Saw us at work after a long time, where we were not together again. I was reluctant because of the colleagues and because we have not seen each other for months. He had the feeling that I was not pleased to see him. But I explained to him that I felt uncomfortable because of the stress with my colleagues. And that it was not meant that way.

Then came the break up and then he broke up with you, saying he was not relationship material.

I started a no-contact policy which was broken a few times because he didn’t accept it and he provoked me at work. He still wanted to have contact and remain friends with me, he did not accept the block at first.

He provoked by going away with someone else, this also broke the contact ban because some things or reasons were not yet clarified and because of the provocation.

Afterwards I found out about the problem he had with responsibility and closeness.

He said he still loved me, but could not have a relationship at the moment.
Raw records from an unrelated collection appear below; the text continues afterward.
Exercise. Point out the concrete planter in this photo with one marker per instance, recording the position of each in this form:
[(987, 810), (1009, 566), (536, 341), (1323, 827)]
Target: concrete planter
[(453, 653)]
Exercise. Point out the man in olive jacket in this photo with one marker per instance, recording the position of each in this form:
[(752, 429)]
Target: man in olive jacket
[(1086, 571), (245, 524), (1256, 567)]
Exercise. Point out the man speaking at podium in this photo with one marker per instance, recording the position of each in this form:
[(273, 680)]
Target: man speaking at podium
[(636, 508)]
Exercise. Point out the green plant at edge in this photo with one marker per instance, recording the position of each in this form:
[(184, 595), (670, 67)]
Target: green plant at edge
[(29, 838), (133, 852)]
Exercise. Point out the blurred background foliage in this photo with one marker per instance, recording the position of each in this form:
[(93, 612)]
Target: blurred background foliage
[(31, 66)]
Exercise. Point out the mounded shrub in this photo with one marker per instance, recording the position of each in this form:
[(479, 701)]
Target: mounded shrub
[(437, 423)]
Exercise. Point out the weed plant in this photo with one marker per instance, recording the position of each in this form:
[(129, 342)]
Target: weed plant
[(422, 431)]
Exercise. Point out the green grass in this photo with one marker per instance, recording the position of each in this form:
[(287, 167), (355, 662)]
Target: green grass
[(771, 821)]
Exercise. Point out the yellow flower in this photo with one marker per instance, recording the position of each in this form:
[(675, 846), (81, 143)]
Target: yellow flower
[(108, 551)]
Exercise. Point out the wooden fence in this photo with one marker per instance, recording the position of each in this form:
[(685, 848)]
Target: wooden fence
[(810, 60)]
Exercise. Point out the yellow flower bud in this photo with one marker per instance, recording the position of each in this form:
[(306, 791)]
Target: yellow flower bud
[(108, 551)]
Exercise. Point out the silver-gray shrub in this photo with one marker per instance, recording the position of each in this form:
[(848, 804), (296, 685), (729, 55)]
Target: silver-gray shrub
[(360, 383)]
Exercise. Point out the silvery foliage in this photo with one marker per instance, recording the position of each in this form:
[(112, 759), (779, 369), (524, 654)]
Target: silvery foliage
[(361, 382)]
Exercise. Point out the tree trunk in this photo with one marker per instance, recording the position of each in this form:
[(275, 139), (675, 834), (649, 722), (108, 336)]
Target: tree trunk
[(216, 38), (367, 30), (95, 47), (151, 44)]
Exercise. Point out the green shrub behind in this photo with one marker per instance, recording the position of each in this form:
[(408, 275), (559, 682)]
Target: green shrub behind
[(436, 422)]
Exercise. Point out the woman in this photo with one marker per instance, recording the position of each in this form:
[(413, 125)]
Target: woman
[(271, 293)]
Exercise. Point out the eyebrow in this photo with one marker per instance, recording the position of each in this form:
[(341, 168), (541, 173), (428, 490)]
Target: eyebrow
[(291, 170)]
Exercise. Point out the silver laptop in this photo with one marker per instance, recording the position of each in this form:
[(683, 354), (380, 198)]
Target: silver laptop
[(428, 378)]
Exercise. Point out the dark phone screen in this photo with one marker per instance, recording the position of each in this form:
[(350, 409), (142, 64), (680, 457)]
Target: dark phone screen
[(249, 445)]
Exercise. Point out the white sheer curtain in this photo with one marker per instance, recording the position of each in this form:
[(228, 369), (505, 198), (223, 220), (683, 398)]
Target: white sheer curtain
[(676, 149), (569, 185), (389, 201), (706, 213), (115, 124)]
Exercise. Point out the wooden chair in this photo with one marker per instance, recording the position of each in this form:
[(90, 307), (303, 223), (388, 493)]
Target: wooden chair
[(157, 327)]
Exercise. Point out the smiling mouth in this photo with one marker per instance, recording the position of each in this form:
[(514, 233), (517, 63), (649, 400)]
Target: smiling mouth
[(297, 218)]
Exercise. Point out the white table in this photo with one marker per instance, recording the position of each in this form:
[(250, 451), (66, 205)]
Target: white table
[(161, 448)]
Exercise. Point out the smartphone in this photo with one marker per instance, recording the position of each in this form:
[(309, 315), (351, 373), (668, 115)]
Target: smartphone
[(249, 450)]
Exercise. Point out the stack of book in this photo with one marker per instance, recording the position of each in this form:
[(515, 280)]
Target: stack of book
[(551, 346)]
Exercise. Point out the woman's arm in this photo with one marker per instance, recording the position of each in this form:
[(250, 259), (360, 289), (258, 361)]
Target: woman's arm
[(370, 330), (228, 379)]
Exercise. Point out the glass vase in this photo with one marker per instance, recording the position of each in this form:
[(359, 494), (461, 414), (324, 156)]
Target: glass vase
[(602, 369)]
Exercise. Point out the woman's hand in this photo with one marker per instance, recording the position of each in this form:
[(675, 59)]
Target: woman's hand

In any case, apart from work and Facebook posts, we haven’t been in touch. Were blocked each other via WhatsApp and Facebook Messanger.

But he suddenly unblocked me on Facebook and Messanger a few weeks ago, but still not on WhatsApp.

Didn’t manage the first attempted contact ban. But now we have one again but are mutually blocked.

Is there still a chance, do you think he misses me and will come back soon and might contact you?

After all, he still loved me and could not have a relationship only because of the problem with responsibility and closeness in the relationship.